Review Novel : Daun Yang Jatuh Tak Pernah Membenci Angin

01.48

DAUN YANG JATUH TAK PERNAH MEMBENCI ANGIN


Penulis                                     : Tere Liye
Desain dan Ilustrasi Sampul   : eMTe
Penerbit                                   : Gramedia Pustaka Utama
Tahun Terbit                            : 2010 (cetakan keduapuluh empat : April 2016)
Jumlah Halaman                      : 264 halaman

Dia bagai malaikat bagi keluarga kami. Merengkuh aku, adikku, dan Ibu dari kehidupan jalanan yang miskin dan nestapa. Memberikan makan, tempat berteduh, sekolah dan janji masa depan yang lebih baik.
Dia sungguh bagai malaikat bagi keluarga kami. Memberikan kasih sayang, perhatian, dan teladan tanpa mengharap budi sekali pun. Dan lihatlah, aku membalas itu semua dengan membiarkan mekar perasaan ini.
Ibu benar, tak layak aku mencintai malaikat keluarga kami. Tak pantas. Maafkan aku, Ibu. Perasaan kagum, terpesona atau entahlah itu muncul dan tak tertahankan bahkan sejak rambutku masih dikepang dua.
Sekarang, ketika aku tahu dia boleh jadi tidak pernah menganggapku lebih dari seorang adik yang tidak tahu diri, biarlah… biarlah aku luruh ke bumi seperti sehelai daun.. daun yang tidak pernah membenci angin meski harus teneggutkan dari tangkai pohonnya.
***

“Lihatlah pengamen kecil yang kakinya dulu tertusuk paku payung. Gadis yang menangis karena kakinya berdarah! Lihatlah! Dunia seharusnya belajar banyak darinya.”
-halaman 129

Sepeninggal ayah tiga tahun lalu, keluarga Tania mengalami keterpurukan. Ibu, Tania dan Dede menjalani kehidupan yang sangat berat. Mereka berusaha untuk bertahan hidup, dengan uang seadanya di sebuah rumah kardus. Tania yang saat itu masih duduk di bangku sekolah dasar terpaksa berhenti sekolah dan membantu ibunya mencari uang dengan mengamen bersama adiknya.

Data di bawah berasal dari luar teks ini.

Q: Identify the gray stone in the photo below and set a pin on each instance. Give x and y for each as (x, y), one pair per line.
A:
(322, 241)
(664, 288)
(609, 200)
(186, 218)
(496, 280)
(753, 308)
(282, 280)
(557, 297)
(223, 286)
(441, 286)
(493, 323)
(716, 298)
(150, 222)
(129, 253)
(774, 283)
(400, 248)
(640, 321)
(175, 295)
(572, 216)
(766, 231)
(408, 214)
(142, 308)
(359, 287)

Namun kehidupan tidak selamanya buruk. Suatu hari, Tania bertemu dengan seorang ‘malaikat’ ketika sedang mengamen dalam bus kota. Dia seorang laki-laki muda, berusia sekitar 25 tahun yang sama seperti kebanyakan penumpang bus malam itu -pekerja kantoran yang tampak sangat lelah. Satu-satunya penumpang yang peduli ketika Tania  terluka karena terkena tusukan paku payung. Dia, orang yang akhirnya menjadi bagian keluarga Tania dan memberikan pengaruh besar bagi kehidupan mereka. Bahkan ketika ibu mereka menyusul sang ayah ke surga, Tania dan Dede tetap melanjutkan hidupnya dengan tegar bersama dengan Dia, melanjutkan hidup dengan bersemangat untuk masa depan yang lebih baik.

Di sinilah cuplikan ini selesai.